Nelle aree vulcanicamente attive possono verificarsi terremoti anche in seguito ai movimenti del magma. Si distingue tra «terremoti vulcano-tettonici», cioè terremoti causati dalla risalita del magma e dalla conseguente fratturazione delle rocce circostanti nel sottosuolo, e «terremoti idrotermali». La causa dei terremoti idrotermali è l’elevata attività geotermica nelle aree vulcaniche. In questo caso gli eventi sono innescati dal movimento di acque calde nel sottosuolo. Si tratta per lo più di terremoti deboli, che tuttavia possono presentarsi anche in sciami. L’ipocentro si trova generalmente molto vicino alla superficie.
Terremoti indotti costituiscono un’altra possibile causa di eventi sismici. Sono provocati da attività umane o interventi nel sottosuolo geologico. Ciò può modificare lo stato di tensione nelle rocce, favorendo lo spostamento di rocce o masse rocciose oppure, in parte, creando nuove tensioni. Caratteristica è la bassa profondità ipocentrale (di solito inferiore a 5 km). Terremoti indotti possono verificarsi, per esempio, quando l’intenso sfruttamento delle acque termali da parte degli stabilimenti balneari modifica rapidamente la pressione dei pori nel sottosuolo, ad esempio quando l’acqua viene pompata nel sottosuolo o in caso di arresto di una pompa. Se un terremoto è riconducibile ad attività umane, la reazione dell’opinione pubblica è comprensibilmente forte. Questi eventi vengono spesso percepiti intensamente perché sono molto superficiali e si verificano vicino a centri urbani. Esempio di terremoto idrotermale: Katla, Islanda (30.09.2016, magnitudo 3,6).
Altri esempi di terremoti indotti, che a Ischia non hanno rilevanza, sono: attività mineraria, estrazione di gas naturale o petrolio, iniezione di fluidi nel sottosuolo, Fracking, costruzione di bacini artificiali, geotermia, esplosioni nelle cave oppure test di armi sotterranei.
A causa dei cambiamenti climatici, i cosiddetti «terremoti da precipitazioni» possono provocare in alcune aree sciami sismici di bassa magnitudo. Esempio: Bad Reichenhall (24.04.2012, magnitudo 3,2).
Vanno inoltre menzionati: terremoti da crollo in cavità naturali vicine alla superficie terrestre.
terremoti da gelo
, nei quali il congelamento improvviso delle acque sotterranee provoca scuotimenti.

Terremoti a Ischia
A Ischia si verificano ripetutamente terremoti. La maggior parte ha tuttavia magnitudo inferiore a 2 e quindi non è percepibile dall’uomo. Solo raramente sull’isola si verificano terremoti con magnitudo pari o superiore a 4.
Le cause di questi terremoti vanno ricercate nella storia vulcanica dell’isola. Durante il sollevamento dell’isola, circa 33.000 anni fa, la copertura della camera magmatica si fratturò in singoli blocchi, sollevati in misura differente. Lungo i loro margini si formarono di conseguenza faglie, accompagnate dall’incastro e dalla rotazione dei blocchi rocciosi. I movimenti del magma nel sottosuolo o l’attività geotermica possono portare le tensioni accumulate nella roccia al loro massimo; quando tale limite viene superato può verificarsi un terremoto (vedi figura).

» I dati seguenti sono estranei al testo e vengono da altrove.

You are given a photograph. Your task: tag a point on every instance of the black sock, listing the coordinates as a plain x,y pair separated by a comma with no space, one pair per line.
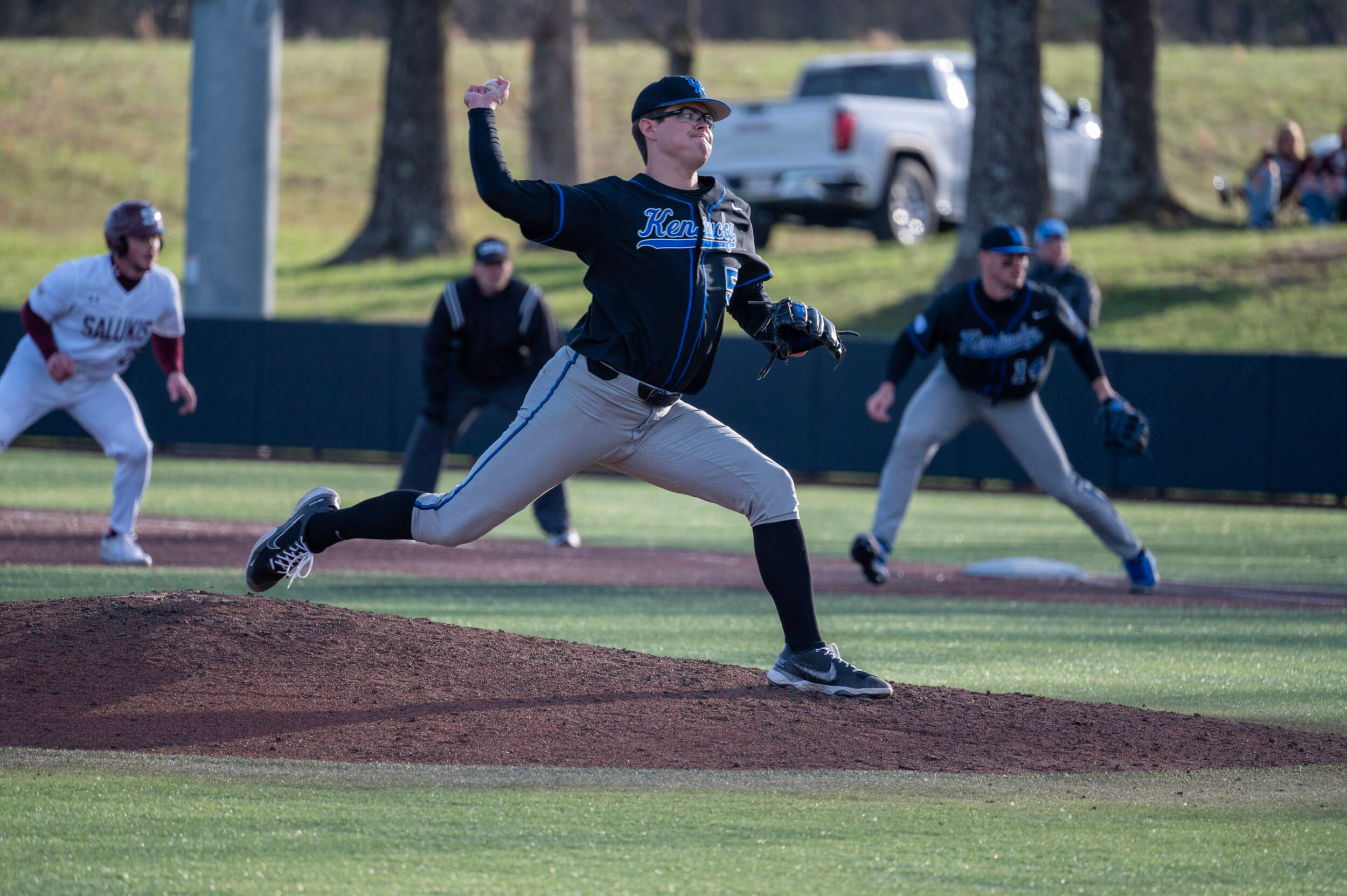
386,518
784,565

Modello del sottosuolo dell’isola d’Ischia

Modello schematico del sottosuolo dell’isola d’Ischia
da: INGV 2017
Particolarmente significativa è la distribuzione degli epicentri sull’isola. Sia i terremoti storici sia quelli del passato più recente sono stati localizzati prevalentemente in una fascia a nord del massiccio dell’Epomeo, nei comuni di Casamicciola Terme e Lacco Ameno (vedi capitolo: Terremoti storici a Ischia). Uno sguardo alla struttura tettonica del sottosuolo ne mostra la ragione. A nord dell’Epomeo, durante il sollevamento, si verificò una frammentazione più intensa in singoli blocchi e quindi la formazione di numerose faglie, lungo le quali possono accumularsi tensioni nella roccia.
Differenza tra intensità e magnitudo di un terremoto
Per classificare la forza di un terremoto o dello scuotimento sismico, in ambito scientifico si utilizzano due scale differenti: la scala d’intensità e la scala di magnitudo.
1. Scala d’intensità
Con la scala d’intensità vengono classificati il tipo di percezione dello scuotimento da parte delle persone e il grado dei danni sismici . La prima scala fu introdotta nella seconda metà del XIX secolo dal vulcanologo italiano Giuseppe Mercalli e prese il suo nome. Egli documentò i danni dopo un terremoto e ne ricavò una tabella con 10 gradi d’intensità. In questo modo era possibile determinare approssimativamente l’ epicentro , poiché si presume che i danni siano maggiori nelle vicinanze dell’epicentro. Nel corso del tempo questa scala è stata ripetutamente rivista e adeguata alle conoscenze più recenti.
Dal 1998 in Europa viene utilizzata la Scala Macrosismica Europea (in breve: EMS-98), suddivisa in 12 classi.
La tabella seguente mostra una panoramica delle singole classi d’intensità.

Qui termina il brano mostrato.